In the past few decades, data-driven machine-learning approaches have included support vector machines (SVMs), neural networks (NNs) ^[19,20,21], fuzzy logic ^[22,23,24], and hybrid ML techniques, which include a blend of deep learning algorithms, the nonlinear autoregressive network with exogenous inputs, multilayer perceptron, and random forest ^[25]. Additionally, grey wolf optimization (GWO)-integrated AI models ^[26] have drawn a lot of attention for streamflow forecasting applications. For instance, a study investigated and compared the effect of different dataset ratios in the prediction of groundwater using NN methods, observing that dataset size and model choice had significant effects on output ^[27]. Researchers working with ML algorithms have used training/testing ratios of 70/30, 80/20, and 90/10 for producing datasets ^[28,29,30]. ML-based models have been established and applied effectively and efficiently to solve a lot of real-world challenges ^{[31,32,33,34,35]}. The primary benefit of ML is its ability to subjectively analyze an infinite quantity of data and produce accurate results and evaluations.
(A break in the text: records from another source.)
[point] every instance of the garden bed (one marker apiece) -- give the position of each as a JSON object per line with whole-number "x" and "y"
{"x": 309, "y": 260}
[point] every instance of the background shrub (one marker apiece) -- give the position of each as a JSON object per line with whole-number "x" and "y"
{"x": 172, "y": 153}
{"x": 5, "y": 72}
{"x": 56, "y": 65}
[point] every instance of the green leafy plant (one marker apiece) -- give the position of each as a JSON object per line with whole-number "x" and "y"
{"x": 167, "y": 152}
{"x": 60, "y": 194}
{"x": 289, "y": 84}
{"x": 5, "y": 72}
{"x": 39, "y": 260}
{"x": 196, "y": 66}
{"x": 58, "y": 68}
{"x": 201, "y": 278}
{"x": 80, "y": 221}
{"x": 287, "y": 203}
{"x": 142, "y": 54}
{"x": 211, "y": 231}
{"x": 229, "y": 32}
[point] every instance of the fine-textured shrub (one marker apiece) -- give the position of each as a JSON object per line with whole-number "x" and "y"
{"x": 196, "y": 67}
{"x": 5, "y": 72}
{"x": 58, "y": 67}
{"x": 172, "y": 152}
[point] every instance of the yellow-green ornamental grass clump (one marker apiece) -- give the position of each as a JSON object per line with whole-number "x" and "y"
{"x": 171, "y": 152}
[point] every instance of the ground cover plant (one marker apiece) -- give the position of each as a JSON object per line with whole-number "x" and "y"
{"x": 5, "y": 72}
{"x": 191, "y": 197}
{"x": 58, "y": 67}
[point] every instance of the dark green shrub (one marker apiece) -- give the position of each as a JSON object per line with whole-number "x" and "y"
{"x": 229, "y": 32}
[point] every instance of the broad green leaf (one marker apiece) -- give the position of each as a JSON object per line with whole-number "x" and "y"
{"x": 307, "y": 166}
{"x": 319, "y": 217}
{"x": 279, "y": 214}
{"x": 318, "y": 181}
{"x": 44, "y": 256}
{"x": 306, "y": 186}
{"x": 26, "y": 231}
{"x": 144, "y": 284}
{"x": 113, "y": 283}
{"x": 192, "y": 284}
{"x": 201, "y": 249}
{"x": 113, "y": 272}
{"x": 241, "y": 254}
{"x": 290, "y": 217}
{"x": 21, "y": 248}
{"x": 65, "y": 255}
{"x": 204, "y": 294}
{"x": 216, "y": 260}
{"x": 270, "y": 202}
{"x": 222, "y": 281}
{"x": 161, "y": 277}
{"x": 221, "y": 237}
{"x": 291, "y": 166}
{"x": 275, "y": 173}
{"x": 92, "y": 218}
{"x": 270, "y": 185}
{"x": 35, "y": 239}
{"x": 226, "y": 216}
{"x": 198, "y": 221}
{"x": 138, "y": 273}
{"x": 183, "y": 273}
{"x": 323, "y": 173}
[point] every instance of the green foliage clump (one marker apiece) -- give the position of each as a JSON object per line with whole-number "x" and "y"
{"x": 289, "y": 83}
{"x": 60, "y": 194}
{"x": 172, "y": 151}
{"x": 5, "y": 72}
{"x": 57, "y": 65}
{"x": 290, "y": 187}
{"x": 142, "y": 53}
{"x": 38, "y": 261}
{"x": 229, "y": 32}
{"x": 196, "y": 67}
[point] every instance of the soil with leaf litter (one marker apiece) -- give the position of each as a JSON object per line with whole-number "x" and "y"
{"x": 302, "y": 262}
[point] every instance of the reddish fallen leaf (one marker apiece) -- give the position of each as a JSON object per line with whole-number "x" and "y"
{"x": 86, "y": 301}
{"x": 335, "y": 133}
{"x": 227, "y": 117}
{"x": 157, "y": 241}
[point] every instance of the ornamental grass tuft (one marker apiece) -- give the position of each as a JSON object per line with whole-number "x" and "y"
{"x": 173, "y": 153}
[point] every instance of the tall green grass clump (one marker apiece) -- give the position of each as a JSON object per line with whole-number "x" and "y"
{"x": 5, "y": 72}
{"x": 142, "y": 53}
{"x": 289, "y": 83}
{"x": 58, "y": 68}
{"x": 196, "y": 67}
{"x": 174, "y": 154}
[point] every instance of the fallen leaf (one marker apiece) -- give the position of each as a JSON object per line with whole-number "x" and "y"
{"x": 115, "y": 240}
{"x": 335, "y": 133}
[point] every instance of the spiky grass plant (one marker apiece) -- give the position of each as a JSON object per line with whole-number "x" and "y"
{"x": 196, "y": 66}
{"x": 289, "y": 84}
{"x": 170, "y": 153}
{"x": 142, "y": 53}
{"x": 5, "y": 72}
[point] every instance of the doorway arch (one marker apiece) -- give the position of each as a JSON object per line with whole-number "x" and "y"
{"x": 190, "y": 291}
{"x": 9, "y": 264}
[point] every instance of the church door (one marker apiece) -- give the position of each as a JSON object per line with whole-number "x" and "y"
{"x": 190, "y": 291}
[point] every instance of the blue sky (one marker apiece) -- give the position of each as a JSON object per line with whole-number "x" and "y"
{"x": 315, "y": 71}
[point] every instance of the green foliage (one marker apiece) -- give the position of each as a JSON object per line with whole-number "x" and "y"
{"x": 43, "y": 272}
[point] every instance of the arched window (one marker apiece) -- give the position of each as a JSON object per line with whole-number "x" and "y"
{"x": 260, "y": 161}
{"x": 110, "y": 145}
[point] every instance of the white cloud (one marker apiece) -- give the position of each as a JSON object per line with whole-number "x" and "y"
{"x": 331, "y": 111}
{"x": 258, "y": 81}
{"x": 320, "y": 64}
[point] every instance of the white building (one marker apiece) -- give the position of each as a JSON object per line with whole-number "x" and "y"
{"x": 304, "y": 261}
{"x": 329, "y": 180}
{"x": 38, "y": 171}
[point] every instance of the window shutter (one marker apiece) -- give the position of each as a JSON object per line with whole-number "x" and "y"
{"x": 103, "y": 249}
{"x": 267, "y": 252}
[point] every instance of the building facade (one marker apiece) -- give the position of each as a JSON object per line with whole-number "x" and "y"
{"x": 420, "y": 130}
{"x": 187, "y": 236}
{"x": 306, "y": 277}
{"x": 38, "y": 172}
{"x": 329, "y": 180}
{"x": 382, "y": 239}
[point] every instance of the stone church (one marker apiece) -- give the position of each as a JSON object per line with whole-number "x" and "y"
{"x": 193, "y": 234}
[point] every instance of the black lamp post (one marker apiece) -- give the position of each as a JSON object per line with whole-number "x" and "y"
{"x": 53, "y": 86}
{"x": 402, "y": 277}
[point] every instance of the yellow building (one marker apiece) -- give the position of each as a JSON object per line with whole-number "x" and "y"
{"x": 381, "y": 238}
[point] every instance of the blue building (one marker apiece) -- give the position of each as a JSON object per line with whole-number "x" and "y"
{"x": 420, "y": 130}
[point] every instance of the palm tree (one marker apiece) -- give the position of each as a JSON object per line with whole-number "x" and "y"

However, the quality of the data as well as how it is utilized determines the outcome ^[36]. Thus, in order to choose an appropriate data splitting for improved ML-based modeling, it is necessary to evaluate the impact of data splitting on the execution of soft computing models. This study investigates how data splitting affects the performance of random forest (RF) in predicting streamflow. The primary goal of the research was to develop hydrological models using monthly hydrological data and apply different training/testing ratios, namely 50/50, 60/40, 70/30, and 80/20. The objective was to analyze the impact of these ratios on the RF approach for forecasting river flow in the Kesinga sub-catchment of the Mahanadi basin.

2. Materials and methods

2.1. Modeling approach

2.1.1. Random forest (RF)

RF is the ML model based on the ensemble method of learning ^[37,38,39]. RF is a highly preferred ensemble learning method in ML research and practice, having been introduced by ^[37], and successfully performing classification and regression tasks. The combination of decision trees is the basic idea underlying RF; it creates variety among the trees and minimizes overfitting by training each tree on an arbitrary subset of input characteristics and a different subset of the training data. To build an RF, a decision tree is created using a randomly selected subdivision of the training data by bootstrapping ^[40]. For each split, a selection of the input features is randomly considered, coined as the "random subspace" approach, to ensure each tree is different from the others. Adjusting the number of decision trees to be generated (Ntree) is a significant parameter to consider. Increasing the number of trees often improves the performance of RF. Since overfitting has little impact on RF, Ntree can be scaled relatively high. A subset of data can be used, known as out-of-bag (OOB) samples, for estimating the performance of the RF without needing a separate validation set. When performing RF regression, the individual trees are grown using the CART algorithm without pruning. Each tree uses different random subsets of features for splitting at every node and is grown to its maximum depth. The estimates of individual trees are combined to generate the final regression output, typically taking an average. A significant aspect of RF is the ability to determine variable importance. Variable importance is computed by evaluating how much a variable contributes to the improvement of prediction performance when it is randomly permuted. This approach can be used to evaluate the relevance of multiple features in the dataset and to select the most crucial variables for a particular task ^[41]. In conclusion, with their robustness, effectiveness, and interpretability, RFs are powerful and versatile ensemble learning models that have gained popularity. Figure 1 illustrates the working of RFs.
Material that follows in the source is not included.